Tal como Manuel Albuquerque, Maria Oliveira vê na condenação e detenção de Lula da Silva uma tentativa da direita de impedir a candidatura do antigo presidente brasileiro às próximas eleições. “Se tirarem Lula da corrida eleitoral conseguem tirar o PT”, diz a reformada, aludindo à ausência de um sucessor à altura de Lula ou da sua popularidade dentro do Partido Trabalhista, o que complicará a vida do partido caso o antigo presidente brasileiro acaba mesmo impedido de se candidatar por força da lei da ficha limpa, aprovada durante o seu mandato e que diz que nenhum político condenado por crimes contra o Estado em segunda instância pode candidatar-se a cargos públicos.

“SEI O QUE OS MEUS PAIS PASSARAM E NÃO QUERO ISSO PARA OS OUTROS NEM PARA MIM”

“Quanto mais tempo passa mais eu acredito que foi tudo forjado”, diz a mulher brasileira sentada ao lado, Silvana Almeida, que chegou a Portugal em 2001 e é cozinheira num restaurante. Ao Expresso, explica por que razão decidiu participar no protesto desta tarde. “Temos de fazer alguma coisa. Ninguém faz mudanças sentado no sofá. É preciso vir para a rua. Saí do Brasil antes de Lula ser presidente porque não havia trabalho. Via anúncios de emprego no jornal e quando chegava ao local havia gente na fila há mais de quatro horas. Com Lula, a situação melhorou e agora voltou a piorar novamente.”

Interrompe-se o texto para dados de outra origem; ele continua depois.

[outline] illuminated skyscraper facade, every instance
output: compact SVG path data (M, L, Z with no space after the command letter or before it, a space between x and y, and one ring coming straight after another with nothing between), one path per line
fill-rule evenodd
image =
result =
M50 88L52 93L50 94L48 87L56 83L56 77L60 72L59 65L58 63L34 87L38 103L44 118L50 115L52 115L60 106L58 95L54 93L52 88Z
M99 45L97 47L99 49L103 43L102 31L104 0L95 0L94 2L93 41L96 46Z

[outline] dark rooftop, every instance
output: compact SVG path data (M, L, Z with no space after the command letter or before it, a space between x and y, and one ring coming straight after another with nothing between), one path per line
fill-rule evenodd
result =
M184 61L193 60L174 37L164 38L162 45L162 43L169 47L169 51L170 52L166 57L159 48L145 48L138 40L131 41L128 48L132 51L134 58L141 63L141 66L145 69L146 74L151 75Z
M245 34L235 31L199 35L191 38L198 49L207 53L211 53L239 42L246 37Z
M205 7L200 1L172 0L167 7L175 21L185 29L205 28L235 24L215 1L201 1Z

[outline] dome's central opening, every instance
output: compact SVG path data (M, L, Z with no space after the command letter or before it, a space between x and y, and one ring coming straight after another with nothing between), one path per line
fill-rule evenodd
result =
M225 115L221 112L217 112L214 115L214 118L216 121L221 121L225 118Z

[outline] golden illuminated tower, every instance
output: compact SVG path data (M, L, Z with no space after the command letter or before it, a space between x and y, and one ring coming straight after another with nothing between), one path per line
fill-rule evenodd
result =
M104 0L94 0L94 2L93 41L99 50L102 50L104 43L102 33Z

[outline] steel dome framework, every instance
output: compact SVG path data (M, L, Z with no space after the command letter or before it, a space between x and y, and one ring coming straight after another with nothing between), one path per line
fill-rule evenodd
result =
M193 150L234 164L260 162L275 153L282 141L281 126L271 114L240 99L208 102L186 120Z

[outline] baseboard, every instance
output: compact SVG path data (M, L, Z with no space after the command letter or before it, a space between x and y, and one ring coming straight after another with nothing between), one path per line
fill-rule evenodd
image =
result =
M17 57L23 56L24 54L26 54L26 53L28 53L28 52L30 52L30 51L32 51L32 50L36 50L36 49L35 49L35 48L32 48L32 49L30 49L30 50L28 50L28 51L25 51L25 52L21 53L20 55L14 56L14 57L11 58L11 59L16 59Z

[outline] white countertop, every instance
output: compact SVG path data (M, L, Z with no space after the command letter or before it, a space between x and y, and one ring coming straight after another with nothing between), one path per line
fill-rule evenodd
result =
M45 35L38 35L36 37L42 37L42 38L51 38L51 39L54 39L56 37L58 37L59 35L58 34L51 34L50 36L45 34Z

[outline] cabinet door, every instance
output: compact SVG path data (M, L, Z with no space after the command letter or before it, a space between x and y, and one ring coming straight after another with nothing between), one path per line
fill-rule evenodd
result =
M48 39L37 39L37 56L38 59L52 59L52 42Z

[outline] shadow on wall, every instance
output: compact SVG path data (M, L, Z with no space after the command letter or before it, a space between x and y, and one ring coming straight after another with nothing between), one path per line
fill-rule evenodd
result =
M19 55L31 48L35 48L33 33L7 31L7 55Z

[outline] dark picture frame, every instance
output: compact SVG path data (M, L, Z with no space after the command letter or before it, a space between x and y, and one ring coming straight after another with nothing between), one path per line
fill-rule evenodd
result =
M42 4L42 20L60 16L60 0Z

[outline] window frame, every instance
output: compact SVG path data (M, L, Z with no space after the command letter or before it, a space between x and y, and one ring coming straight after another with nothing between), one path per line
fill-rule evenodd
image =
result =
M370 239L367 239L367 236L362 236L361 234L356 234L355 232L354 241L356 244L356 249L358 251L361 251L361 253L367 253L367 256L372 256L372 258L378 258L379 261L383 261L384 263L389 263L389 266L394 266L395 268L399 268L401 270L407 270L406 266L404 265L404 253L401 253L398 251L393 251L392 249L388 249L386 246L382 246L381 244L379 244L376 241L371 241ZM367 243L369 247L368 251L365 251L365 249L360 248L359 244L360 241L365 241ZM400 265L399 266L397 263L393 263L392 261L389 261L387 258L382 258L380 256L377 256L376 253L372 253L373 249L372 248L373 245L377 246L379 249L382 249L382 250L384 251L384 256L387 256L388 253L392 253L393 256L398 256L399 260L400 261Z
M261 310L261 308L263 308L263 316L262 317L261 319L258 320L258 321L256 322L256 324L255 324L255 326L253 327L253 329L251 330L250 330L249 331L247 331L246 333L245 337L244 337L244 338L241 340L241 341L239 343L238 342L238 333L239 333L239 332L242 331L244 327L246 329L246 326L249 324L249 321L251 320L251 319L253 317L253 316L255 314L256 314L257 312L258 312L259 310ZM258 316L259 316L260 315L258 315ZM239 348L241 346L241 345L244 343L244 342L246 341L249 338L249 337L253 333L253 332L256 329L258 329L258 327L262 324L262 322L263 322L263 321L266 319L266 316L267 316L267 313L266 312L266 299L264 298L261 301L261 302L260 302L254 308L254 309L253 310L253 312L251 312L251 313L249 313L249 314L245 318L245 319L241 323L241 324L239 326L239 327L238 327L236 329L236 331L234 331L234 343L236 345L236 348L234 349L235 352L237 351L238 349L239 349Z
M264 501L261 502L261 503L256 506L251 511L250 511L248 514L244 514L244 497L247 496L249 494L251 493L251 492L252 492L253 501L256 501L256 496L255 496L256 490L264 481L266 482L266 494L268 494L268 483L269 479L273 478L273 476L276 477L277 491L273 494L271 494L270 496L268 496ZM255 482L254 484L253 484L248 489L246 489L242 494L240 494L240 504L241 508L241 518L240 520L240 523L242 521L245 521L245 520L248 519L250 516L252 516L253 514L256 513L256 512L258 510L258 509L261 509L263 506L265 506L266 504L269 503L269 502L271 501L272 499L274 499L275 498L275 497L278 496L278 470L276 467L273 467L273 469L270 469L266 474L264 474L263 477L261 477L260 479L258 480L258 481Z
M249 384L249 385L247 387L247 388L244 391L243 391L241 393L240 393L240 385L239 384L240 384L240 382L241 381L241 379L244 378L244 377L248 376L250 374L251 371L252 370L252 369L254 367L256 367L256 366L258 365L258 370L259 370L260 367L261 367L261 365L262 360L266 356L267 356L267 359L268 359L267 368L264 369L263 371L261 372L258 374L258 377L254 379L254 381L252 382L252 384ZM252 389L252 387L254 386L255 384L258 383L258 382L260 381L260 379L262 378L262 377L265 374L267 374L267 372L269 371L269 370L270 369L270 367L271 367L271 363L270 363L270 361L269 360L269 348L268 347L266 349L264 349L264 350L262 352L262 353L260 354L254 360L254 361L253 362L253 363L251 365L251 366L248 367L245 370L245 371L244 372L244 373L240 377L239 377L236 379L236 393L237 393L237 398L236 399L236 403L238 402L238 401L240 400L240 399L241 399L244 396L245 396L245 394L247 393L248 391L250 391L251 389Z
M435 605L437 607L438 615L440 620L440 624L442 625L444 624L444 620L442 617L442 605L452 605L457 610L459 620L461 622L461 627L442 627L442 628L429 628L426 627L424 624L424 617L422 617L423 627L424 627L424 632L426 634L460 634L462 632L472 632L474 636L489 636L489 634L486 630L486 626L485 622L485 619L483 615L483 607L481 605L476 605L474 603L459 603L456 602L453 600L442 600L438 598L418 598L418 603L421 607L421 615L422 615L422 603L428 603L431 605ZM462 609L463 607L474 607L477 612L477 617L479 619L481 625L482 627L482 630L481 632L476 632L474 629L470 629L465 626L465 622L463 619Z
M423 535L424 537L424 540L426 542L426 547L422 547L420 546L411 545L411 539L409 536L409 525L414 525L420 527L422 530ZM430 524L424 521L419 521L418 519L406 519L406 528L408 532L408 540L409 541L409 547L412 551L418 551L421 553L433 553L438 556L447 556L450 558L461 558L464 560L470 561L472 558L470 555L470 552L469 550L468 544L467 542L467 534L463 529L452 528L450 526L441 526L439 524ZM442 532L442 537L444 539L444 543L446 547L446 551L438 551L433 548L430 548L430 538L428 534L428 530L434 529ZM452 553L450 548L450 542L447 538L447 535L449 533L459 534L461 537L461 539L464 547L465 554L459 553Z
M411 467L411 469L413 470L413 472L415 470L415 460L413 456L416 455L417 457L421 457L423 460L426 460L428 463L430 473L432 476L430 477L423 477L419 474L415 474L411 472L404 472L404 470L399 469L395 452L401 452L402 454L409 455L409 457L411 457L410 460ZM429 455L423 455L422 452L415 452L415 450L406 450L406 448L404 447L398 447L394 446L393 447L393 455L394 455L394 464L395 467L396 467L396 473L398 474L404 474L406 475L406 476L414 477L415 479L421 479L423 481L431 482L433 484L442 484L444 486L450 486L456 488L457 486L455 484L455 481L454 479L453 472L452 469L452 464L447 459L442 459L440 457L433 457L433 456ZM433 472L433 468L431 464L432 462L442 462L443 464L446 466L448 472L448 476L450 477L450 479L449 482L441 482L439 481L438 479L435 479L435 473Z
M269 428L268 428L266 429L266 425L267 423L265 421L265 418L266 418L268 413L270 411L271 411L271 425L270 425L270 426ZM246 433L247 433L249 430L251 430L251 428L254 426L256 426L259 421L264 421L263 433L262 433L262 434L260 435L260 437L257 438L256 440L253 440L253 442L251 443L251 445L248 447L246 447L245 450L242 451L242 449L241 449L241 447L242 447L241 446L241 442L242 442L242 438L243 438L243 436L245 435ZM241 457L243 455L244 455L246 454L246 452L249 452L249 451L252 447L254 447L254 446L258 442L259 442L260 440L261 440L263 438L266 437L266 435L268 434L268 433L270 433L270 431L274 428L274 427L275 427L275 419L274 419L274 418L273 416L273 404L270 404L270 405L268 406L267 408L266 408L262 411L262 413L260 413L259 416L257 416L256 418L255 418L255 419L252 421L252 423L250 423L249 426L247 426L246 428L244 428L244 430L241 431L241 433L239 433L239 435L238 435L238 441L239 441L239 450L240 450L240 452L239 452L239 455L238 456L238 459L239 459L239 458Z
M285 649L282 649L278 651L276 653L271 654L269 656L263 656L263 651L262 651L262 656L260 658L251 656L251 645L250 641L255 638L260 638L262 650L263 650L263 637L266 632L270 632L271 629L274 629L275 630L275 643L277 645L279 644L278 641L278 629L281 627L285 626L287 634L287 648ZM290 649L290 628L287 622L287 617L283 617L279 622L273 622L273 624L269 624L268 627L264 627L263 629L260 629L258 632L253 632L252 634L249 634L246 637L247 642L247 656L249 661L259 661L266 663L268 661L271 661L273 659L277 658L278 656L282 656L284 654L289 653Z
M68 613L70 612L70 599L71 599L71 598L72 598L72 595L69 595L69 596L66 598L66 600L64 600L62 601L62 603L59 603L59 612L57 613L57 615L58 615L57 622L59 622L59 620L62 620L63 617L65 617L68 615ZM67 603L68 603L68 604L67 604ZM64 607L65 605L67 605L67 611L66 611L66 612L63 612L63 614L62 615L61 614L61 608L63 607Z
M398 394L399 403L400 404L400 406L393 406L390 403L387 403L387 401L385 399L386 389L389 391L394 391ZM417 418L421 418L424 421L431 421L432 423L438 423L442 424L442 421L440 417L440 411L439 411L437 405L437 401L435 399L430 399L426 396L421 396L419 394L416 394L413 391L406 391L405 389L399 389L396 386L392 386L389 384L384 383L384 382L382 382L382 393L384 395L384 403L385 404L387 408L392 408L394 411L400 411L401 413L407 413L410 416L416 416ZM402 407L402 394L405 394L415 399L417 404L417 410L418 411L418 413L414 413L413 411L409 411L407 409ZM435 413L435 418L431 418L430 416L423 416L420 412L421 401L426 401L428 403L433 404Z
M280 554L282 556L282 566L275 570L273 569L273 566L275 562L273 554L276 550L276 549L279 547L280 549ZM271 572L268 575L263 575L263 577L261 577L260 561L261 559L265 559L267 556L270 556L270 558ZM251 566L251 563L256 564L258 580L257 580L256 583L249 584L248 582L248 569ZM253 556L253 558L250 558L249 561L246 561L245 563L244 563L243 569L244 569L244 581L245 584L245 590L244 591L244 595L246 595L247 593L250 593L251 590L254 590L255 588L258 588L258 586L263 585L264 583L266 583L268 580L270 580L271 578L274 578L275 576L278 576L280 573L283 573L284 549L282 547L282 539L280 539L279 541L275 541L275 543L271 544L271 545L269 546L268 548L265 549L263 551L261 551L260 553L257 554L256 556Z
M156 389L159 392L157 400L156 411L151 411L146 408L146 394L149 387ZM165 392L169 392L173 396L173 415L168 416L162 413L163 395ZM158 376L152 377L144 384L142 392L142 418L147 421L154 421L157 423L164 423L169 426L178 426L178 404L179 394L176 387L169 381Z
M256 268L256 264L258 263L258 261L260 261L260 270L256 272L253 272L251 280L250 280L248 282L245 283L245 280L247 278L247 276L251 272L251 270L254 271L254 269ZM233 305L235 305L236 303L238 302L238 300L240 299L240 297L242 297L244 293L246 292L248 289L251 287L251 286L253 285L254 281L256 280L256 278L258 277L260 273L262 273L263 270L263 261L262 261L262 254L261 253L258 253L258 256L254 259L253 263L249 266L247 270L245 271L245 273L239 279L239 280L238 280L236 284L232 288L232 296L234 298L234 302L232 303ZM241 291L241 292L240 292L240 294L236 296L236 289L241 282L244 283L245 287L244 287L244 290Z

Lis Araújo, a sua filha, tinha apenas quatro anos na altura mas lembra-se, por exemplo, de “querer um boneco” e os pais não terem dinheiro para o comprar. Diz ao Expresso que a vida dos primos que ficaram no Brasil “melhorou” com Lula da Silva, mas também a sua, já em Portugal. “Antigamente, o Brasil era país posto um bocado de parte. Quando chegámos, o processo de legalização foi difícil. Lembro-me perfeitamente de andar a saltar de consulado em consulado com os meus pais, mas com Lula isso tornou-se muito mais fácil. Ele conseguiu abrir as fronteiras do Brasil e mostrar que o país estava aberto a relações diplomáticas.” Com 20 anos, Lis Araújo diz saber ser demasiado “nova” para argumentar a favor de Lula como o fazem os seus pais e outros familiares, mas esforça-se por ouvir, perceber “o que está para trás” e lutar, como hoje. “Sei o que os meus pais passaram e não quero isso para os outros nem para mim.”